Shah went to college in India, came to the United States and earned master’s degrees at Clemson and George Washington University, one in computer programming and the other in international finance. He worked as a software engineer before starting his own company, Calnet, in 1989, with less than $3,000 in capital, a personal computer and a dot-matrix printer. Originally an Internet-technology company for private clients, Calnet grew to become a significant government contractor. It obtained a top-secret security clearance and won contracts for intelligence analysis and language services. (Among them: $66 million from the U.S. Army to manage translation and interpretation services at Guantanamo Bay.)
As his business began to prosper, Shah bought some horses of moderate class in the mid-1990s and campaigned them at the Maryland tracks under the care of trainers James Murphy and Dale Capuano. He got serious about the game in 2009, with Baffert as his trainer and Donato Lanni of Lexington, Kentucky, as a bloodstock adviser. Shah liked their approach as they evaluated horses he might buy at auction; they placed a strong emphasis on athleticism over pedigree.
But even with such expert guidance, Shah’s luck was initially bad. One of his first big ventures was his $1.9 million purchase of a 2-year-old named Take Control, who was hampered by shin problems, raced only four times through the age of 6 and then was euthanized after being injured in a workout. Shah experienced ill fortune with some of his other early acquisitions, too, yet he remained optimistic. “If you’re in horse racing like I have been all my life, you know that there will be just a few horses who pan out, and that handful can pay for all the investments,” he said. “It’s like the dot-com era — only a few companies are going to be super-good.”

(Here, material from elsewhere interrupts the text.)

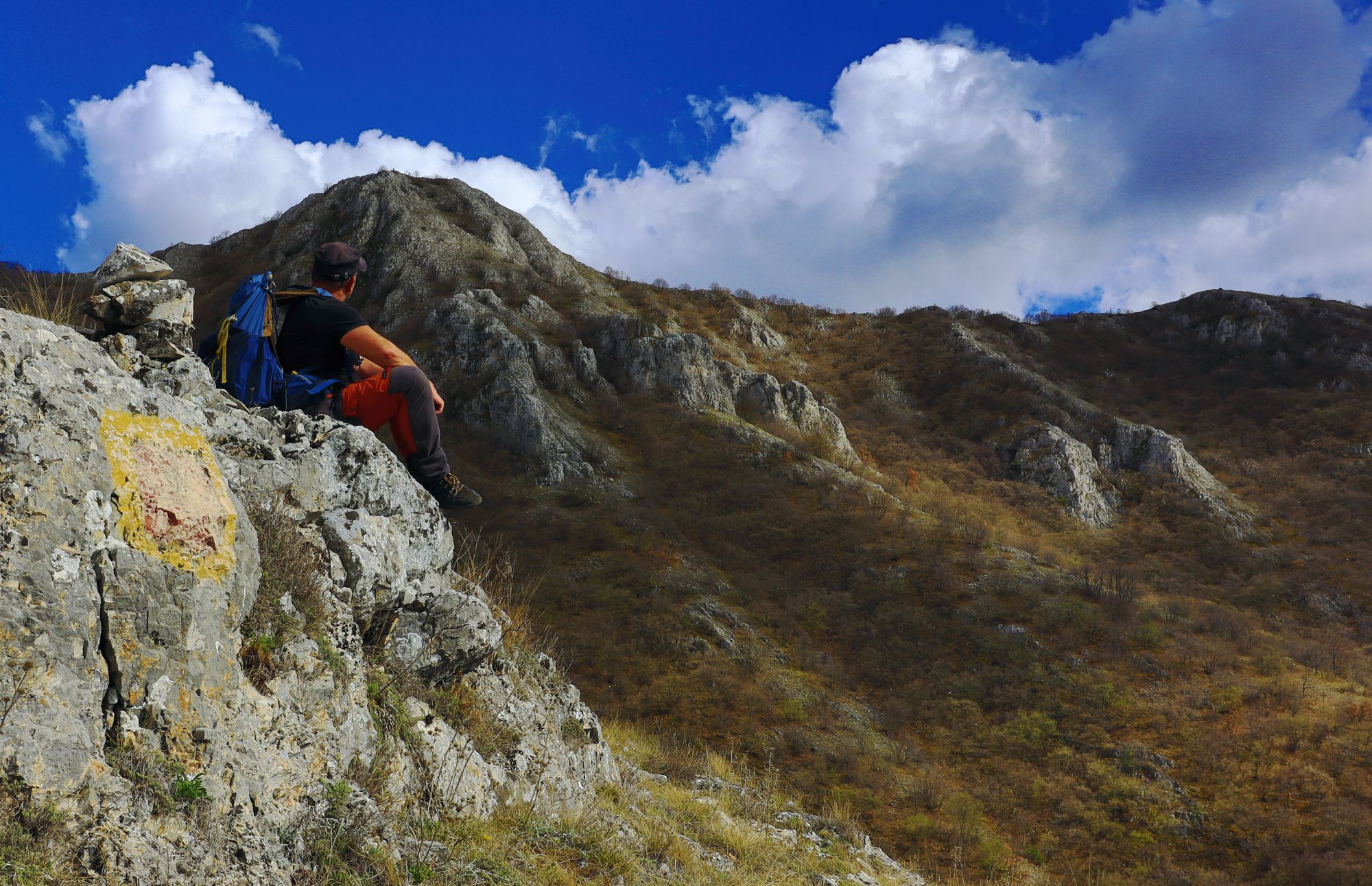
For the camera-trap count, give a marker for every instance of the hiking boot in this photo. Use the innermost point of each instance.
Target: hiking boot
(451, 493)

His patience was finally rewarded when the late-blooming Bayern emerged as a star 3-year-old and won the Breeders’ Cup Classic. Some racing fans would say that Shah was the beneficiary of undeserved good fortune; Bayern instigated a chain-reaction bumping incident as he left the gate, and the stewards conducted an inquiry before deciding not to disqualify him. After the stewards left his number up, Bayern became the top money-winning U.S. racehorse of 2014, with earnings of $4.38 million, and Shah was the No. 2 money-winning owner.
Shah had another important moment last year when he paid $140,000 for a son of Kentucky Derby winner Big Brown at an auction of 2-year-olds in Maryland. The colt, Dortmund (whom he named, like Bayern, after a famous German soccer team) was a giant of a horse, and such animals are sometimes ponderous, slow to develop. Dortmund, however, was light on his feet, athletic from the start. He won all three of his races as a 2-year-old, but his victory in the Robert B. Lewis Stakes at Santa Anita in February bolstered his reputation.
After chasing a front-runner and taking the lead, Dortmund was challenged on the turn by Firing Line, his main rival. Firing Line pulled ahead of him by nearly a length, and announcer Trevor Denman exclaimed, “Firing Line has [Dortmund’s] measure!” Baffert later admitted that he was thinking, at that moment, “Boy, I was wrong about this horse.” But Dortmund refused to surrender. He cut into Firing Line’s lead inch by inch, and won a photo finish by a head.
When buyers spend big money for well-bred, good-looking horses, they can never know what’s inside the horse, and whether he’ll be a tough competitor. When Dortmund beat Firing Line, the owner said, “That’s when we knew.” Shah’s colt has every ingredient necessary for success in the Derby — experience, speed and guts. A classic American success story may be about to get even better.